Stephen Sondheim is a man who loves puzzles. In this 1987 creation, he put together four fairy tales by the Brothers Grimm, plus a new one by his collaborator James Lapine. He collapsed the lives of the characters and intertwined them on a mutual meeting ground — where else but the woods where so many such stories take place? He added a score that’s an intricate amalgam of cheery ditties and profound expressions of fear and loneliness.
Matthew Decker, cofounder of Theatre Horizon and a successful director elsewhere (such as the Arden’s Great Expectations), views the wood as the dark place where people tell stories about trials and emerge wiser. The wood also is a symbol of the womb, the past, and the unconscious. He sees Into the Woods as a gathering around a campfire.
The Broadway productions directed by Lapine in 1987 and 2002 provided a castle, a tower, a garden, and a beanstalk. Decker, on the other hand, ingeniously uses an intimate stage to help us see what’s important. Props are improvised from mundane objects, as when potted plants are placed on the pulled-out drawers of a file cabinet to simulate a beanstalk. As you expect around a campfire, or with your child at bedtime, imagination is the most important ingredient.
Emphasis on versatility
Decker utilizes the skills of his cast members not only as actors, but also as instrumentalists, creative devisers, and storytellers. They are in contemporary casual clothes, and they mix with audience members before starting their tales. Some of them play musical instruments and blend with the band at the back of the stage. They comprise the best ensemble of any play or musical this season.

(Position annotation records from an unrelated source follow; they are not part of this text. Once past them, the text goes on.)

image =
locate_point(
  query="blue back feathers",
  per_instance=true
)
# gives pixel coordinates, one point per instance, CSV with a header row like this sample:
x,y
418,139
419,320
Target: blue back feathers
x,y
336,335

This production is unlike John Doyle’s Broadway production, in which all of the score was played by cast members. The instruments are specifically chosen. For example, Rachel Camp plays the harp because Jack stole a golden harp from the giant in the sky; Alex Bechtel carries an accordion because the sound of it is perfect for the exhalation of his dying cow.
All the while, the music is never neglected. The stories may be cute, and the telling may be informal, but all of Sondheim’s notes are serious and every voice here is perfect for its part. An all-star gathering of performers Charlie DelMarcelle, Michael Doherty, Rachel Camp, Steve Pacek, Kristine Fraelich, Ben Michael, Alex Bechtel, Kala Moses Baxter, Liz Filios, and Leigha Kato comprise the best ensemble of any play or musical this season.
Theatre Horizon just won a Barrymore Award for demonstrating the ability “to illuminate the way we live and interact with others.” The award was for its production of I Am My Own Wife — and their Into the Woods shows that ability even more strongly.